At the media conference on Wednesday, the RBNZ Governor Adrian Orr made a remarkable comment, “I don’t believe we ever said we are going to be implementing a negative OCR.”

It is the clearest indication from the RBNZ that it has not just backed off from negative rates but in some ways reneged from its implicit commitment.

The RBNZ might disagree, so here’s an analysis of its language since March.


What Orr said was a statement of fact because the RBNZ never said it will implement negative OCR but then no central bank makes such an explicit commitment. What central banks do do is make statements that steer market in the direction of their thinking.

So did the RBNZ steer markets towards negative interest rates or did markets (including RBNZ-watchers and economists) read too much into its published statement and comments since March.

To understand this, it is important to once again read the RBNZ’s March 16 statement and minutes. The RBNZ lowered the OCR 75bps to a record low of 0.25% and said it “will remain at this level for at least the next 12 months.”

The forward guidance was made in an environment of falling interest rates when a central bank’s aim is to prevent any expectation of rate hikes.

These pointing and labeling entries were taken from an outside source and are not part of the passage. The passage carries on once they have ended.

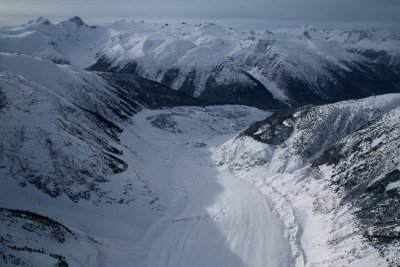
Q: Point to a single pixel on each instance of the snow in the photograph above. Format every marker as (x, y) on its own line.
(392, 186)
(307, 53)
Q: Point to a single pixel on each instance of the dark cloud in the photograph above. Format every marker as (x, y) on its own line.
(238, 13)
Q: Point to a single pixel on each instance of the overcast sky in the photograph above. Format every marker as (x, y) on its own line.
(244, 14)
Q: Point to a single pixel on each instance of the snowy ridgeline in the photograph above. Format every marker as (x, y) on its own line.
(331, 172)
(92, 177)
(270, 69)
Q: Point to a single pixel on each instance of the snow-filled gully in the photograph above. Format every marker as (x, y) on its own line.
(212, 218)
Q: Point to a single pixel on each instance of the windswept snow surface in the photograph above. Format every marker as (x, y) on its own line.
(202, 216)
(215, 219)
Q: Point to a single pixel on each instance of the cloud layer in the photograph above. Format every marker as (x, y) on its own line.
(237, 13)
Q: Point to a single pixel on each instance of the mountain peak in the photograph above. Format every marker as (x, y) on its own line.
(40, 20)
(79, 22)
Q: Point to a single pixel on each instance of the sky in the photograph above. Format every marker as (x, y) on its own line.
(242, 14)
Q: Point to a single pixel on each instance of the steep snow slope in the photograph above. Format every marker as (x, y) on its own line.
(301, 66)
(84, 184)
(336, 208)
(263, 69)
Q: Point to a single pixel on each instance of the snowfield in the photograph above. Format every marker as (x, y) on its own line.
(103, 167)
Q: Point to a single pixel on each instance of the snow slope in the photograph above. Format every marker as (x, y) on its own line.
(115, 189)
(270, 69)
(325, 170)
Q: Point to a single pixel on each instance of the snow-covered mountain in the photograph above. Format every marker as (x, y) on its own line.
(103, 164)
(332, 173)
(270, 69)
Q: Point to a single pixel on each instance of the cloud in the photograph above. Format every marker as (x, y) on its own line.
(287, 13)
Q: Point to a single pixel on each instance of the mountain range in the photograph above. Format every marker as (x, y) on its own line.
(150, 144)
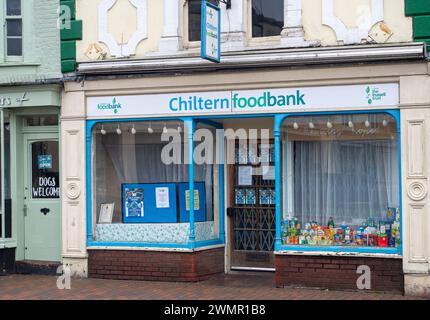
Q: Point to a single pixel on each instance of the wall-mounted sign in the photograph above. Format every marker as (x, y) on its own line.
(133, 201)
(248, 101)
(44, 161)
(46, 186)
(210, 32)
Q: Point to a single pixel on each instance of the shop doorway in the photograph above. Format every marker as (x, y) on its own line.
(252, 206)
(42, 206)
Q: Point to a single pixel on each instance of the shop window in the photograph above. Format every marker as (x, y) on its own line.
(13, 25)
(267, 18)
(194, 18)
(141, 185)
(341, 181)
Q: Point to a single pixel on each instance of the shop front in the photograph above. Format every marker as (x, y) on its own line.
(293, 173)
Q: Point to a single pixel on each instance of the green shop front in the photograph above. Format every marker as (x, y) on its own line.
(30, 233)
(301, 181)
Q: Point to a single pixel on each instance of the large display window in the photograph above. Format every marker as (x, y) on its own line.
(340, 181)
(141, 185)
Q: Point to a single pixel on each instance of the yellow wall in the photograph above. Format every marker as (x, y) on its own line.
(122, 23)
(349, 12)
(123, 20)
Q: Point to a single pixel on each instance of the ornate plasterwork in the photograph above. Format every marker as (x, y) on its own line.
(352, 35)
(128, 49)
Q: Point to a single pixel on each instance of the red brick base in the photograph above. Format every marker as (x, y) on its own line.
(337, 272)
(155, 265)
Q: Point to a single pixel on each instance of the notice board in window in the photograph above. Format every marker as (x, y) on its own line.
(199, 202)
(149, 203)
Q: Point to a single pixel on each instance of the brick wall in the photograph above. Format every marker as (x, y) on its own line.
(337, 272)
(155, 265)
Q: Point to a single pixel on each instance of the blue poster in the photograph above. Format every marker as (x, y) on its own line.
(44, 161)
(134, 203)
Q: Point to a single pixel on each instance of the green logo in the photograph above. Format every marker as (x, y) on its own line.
(111, 106)
(374, 94)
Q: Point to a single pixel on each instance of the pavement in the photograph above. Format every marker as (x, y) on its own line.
(240, 286)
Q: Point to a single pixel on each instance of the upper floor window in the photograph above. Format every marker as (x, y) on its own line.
(267, 18)
(13, 28)
(194, 20)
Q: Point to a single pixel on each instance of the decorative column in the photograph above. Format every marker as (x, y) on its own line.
(292, 34)
(415, 151)
(73, 180)
(171, 40)
(189, 133)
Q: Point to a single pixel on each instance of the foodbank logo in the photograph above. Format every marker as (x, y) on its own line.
(114, 106)
(374, 94)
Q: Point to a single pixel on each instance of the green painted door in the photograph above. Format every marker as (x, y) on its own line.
(42, 206)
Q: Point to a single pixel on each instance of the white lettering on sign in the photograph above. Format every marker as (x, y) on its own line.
(47, 188)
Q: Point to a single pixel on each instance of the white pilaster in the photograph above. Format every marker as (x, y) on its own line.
(171, 40)
(415, 132)
(73, 184)
(293, 34)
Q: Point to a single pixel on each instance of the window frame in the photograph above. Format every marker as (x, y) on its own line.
(5, 19)
(258, 41)
(279, 247)
(91, 213)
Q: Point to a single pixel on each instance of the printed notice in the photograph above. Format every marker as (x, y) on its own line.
(196, 200)
(245, 176)
(162, 198)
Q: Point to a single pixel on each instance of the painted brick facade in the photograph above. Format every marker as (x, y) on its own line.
(330, 272)
(155, 265)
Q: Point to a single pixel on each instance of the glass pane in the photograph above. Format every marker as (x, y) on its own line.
(45, 170)
(194, 21)
(13, 7)
(14, 27)
(14, 47)
(267, 17)
(42, 121)
(341, 181)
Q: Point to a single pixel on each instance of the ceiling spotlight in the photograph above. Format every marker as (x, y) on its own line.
(150, 130)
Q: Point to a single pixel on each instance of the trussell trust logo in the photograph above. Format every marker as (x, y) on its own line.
(114, 106)
(373, 93)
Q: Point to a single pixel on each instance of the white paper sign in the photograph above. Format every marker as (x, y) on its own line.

So, the only way the guidance could be interpreted is that the RBNZ was saying the OCR could be kept unchanged or lowered after 12 months. But then the RBNZ provided an explanation on its forward guidance saying it “would also provide clarity to financial market participants that a negative OCR would not be implemented over this period.”

If the two statements are put together, it suggests the RBNZ was open to lowering OCR to negative, but it wouldn’t do it for at least 12 months because the financial system was not operationally ready.

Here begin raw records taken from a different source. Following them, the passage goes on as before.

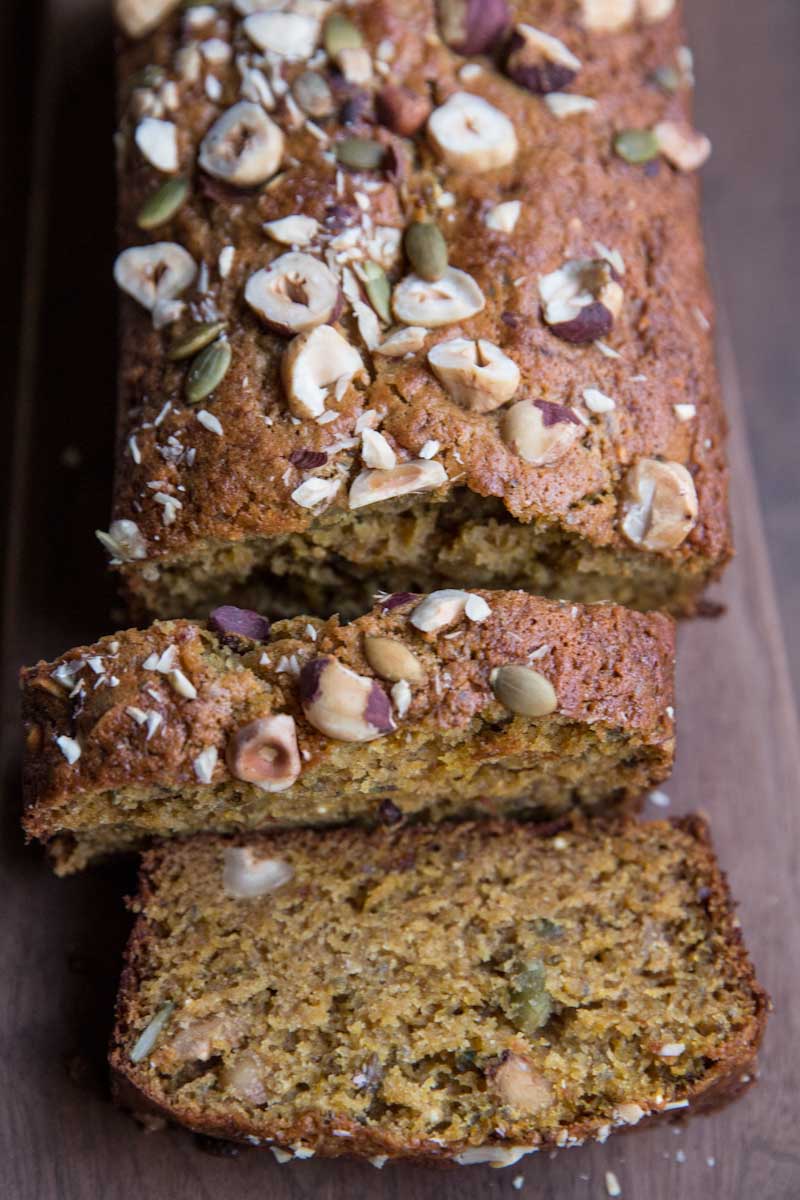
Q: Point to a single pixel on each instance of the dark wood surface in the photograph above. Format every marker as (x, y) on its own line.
(60, 941)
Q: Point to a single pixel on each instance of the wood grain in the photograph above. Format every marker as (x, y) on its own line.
(60, 941)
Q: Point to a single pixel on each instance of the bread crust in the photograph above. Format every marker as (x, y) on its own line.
(235, 490)
(728, 1078)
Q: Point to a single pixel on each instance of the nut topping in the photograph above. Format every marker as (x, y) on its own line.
(521, 1086)
(295, 293)
(681, 145)
(156, 273)
(290, 35)
(265, 753)
(471, 27)
(245, 876)
(244, 147)
(343, 705)
(311, 364)
(373, 486)
(523, 690)
(581, 300)
(455, 297)
(540, 431)
(539, 61)
(392, 660)
(468, 133)
(659, 504)
(476, 373)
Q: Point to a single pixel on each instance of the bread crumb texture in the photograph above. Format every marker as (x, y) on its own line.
(397, 312)
(468, 991)
(439, 705)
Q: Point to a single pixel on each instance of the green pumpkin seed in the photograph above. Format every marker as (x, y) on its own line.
(637, 145)
(208, 371)
(163, 204)
(341, 34)
(361, 154)
(427, 250)
(196, 340)
(378, 289)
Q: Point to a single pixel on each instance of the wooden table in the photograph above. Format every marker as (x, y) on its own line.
(738, 735)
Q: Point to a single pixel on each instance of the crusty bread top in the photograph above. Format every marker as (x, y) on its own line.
(184, 483)
(137, 719)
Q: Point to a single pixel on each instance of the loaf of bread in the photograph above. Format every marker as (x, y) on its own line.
(413, 295)
(445, 705)
(470, 993)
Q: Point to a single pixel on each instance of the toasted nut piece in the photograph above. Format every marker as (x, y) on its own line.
(659, 504)
(582, 299)
(295, 293)
(295, 231)
(245, 876)
(373, 486)
(476, 373)
(401, 109)
(265, 753)
(156, 273)
(681, 145)
(523, 690)
(290, 35)
(427, 250)
(469, 133)
(311, 364)
(455, 297)
(607, 16)
(521, 1086)
(539, 61)
(540, 431)
(244, 147)
(343, 705)
(139, 17)
(392, 660)
(471, 27)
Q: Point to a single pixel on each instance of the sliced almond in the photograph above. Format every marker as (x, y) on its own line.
(540, 431)
(468, 133)
(155, 274)
(455, 297)
(244, 147)
(343, 705)
(312, 363)
(659, 504)
(681, 145)
(476, 373)
(607, 16)
(290, 35)
(374, 486)
(295, 231)
(295, 293)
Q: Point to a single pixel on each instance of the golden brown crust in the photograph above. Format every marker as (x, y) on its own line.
(138, 736)
(728, 1073)
(235, 489)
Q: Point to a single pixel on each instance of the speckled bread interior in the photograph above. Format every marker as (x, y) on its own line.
(236, 496)
(134, 737)
(468, 993)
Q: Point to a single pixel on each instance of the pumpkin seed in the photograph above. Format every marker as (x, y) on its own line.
(163, 204)
(208, 371)
(149, 1036)
(427, 250)
(313, 94)
(636, 145)
(341, 34)
(523, 690)
(361, 154)
(378, 289)
(196, 340)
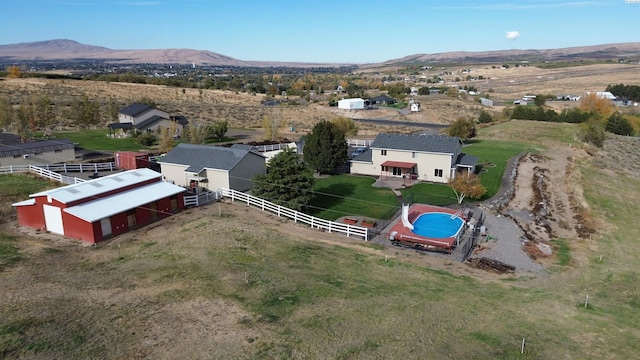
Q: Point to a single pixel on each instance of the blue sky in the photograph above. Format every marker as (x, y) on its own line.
(346, 31)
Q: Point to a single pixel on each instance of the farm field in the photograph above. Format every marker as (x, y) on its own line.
(227, 281)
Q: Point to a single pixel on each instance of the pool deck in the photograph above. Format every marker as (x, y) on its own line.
(414, 211)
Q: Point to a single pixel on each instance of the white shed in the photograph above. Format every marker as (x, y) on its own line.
(351, 104)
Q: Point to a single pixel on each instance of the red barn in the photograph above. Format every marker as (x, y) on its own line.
(101, 208)
(130, 160)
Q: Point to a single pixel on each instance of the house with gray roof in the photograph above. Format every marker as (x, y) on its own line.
(434, 158)
(145, 118)
(199, 167)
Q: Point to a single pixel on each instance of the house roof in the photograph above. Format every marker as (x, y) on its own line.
(35, 147)
(95, 187)
(398, 164)
(108, 206)
(418, 142)
(134, 109)
(382, 98)
(148, 122)
(121, 125)
(180, 119)
(200, 157)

Importantly, it suggests the only hindrance to negative OCR was the lack of readiness of the financial system.


Since then, the RBNZ has discussed negative OCR at all the monetary policy reviews. In August it also specifically mentioned its forward guidance as one of the reasons that helped lower longer-term interest rates.

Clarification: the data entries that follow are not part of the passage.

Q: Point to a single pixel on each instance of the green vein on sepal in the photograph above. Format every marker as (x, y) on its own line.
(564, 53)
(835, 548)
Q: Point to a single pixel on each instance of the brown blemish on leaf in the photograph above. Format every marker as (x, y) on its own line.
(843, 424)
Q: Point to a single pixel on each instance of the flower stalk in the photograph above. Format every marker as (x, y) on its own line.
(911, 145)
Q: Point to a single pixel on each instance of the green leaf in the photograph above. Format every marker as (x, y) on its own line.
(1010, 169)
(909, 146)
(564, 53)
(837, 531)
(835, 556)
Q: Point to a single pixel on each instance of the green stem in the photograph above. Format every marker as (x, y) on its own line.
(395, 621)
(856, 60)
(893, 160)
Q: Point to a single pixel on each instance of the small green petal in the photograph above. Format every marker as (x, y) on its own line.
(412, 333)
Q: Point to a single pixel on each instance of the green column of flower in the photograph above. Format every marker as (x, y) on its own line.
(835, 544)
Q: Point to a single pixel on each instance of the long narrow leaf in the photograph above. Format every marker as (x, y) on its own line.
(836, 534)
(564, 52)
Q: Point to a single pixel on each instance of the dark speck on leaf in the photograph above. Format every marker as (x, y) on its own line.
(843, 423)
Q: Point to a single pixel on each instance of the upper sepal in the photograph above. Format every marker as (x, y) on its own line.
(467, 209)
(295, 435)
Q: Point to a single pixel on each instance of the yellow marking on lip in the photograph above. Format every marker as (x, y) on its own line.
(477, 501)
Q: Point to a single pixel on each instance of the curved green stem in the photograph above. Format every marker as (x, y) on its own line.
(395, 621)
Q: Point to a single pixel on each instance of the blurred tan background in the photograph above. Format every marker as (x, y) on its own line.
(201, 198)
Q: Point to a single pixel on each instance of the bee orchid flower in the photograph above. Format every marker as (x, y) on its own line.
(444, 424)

It also said, “The Committee expressed a preference for considering a package of a negative OCR and a ‘Funding for Lending Programme’ in addition to the current Large Scale Asset Purchase (LSAP) programme. The Committee instructed staff to prepare advice on the design of a package for deployment if deemed necessary, taking account of the operational readiness of the financial system.”

In central bank parlance, this is the farthest they get in terms of signalling their intentions to the market.

So, one can conclude the RBNZ steered the market in the direction of negative OCR. If this is true, then the question is whether the RBNZ deliberately misguided the market to achieve lower interest rates or it genuinely believed it would lower the OCR to negative at some stage.

Last month at a conference, Assistant Governor Christian Hawkesby was reported by agencies as saying the RBNZ guidance was not a game of bluff, in response to a question on whether it was merely using the threat of negative rates to put downward pressure on the New Zealand dollar.

This means the RBNZ did not misguide market but genuinely believed it would likely lower OCR to negative sometime next year.  


There is nothing wrong with a central bank believing it would take a course of action in future because they know that they can change their minds when circumstances changes. But it is important they remind markets there is a conditionality attached to it because it is easy for markets to lose sight of that.

Where the RBNZ erred was that it put more emphasis on the operational readiness of the system rather than making it clear negative OCR would be implemented only if conditions warrant. Where markets (including economists and watchers) erred was putting less emphasis on “if conditions warrant.”

Very recently, the latter part has become important.

Strong growth in house prices is now a new risk the RBNZ must manage. While such a risk is best managed by macro-prudential tools, leaving monetary policy to continue to focus on inflation and jobs, it is still not an environment where a central bank could push official cash rate to negative.

This means the RBNZ will have to wait and watch how the housing market evolves once macro-prudential tools are imposed. Once that risk settles, any conversation on negative rate would depend on how far it is from its inflation and employment goals.

For now, negative OCR is off the table and Governor Orr said so when he made additional remarks, “We’ve always said we want to be operationally ready to be able to implement an (negative) OCR. It’s been everyone else’s forecasts as to when that may or may not happen.”

It is not an explicit comment by him but with central banks it’s always implicit when it comes to language.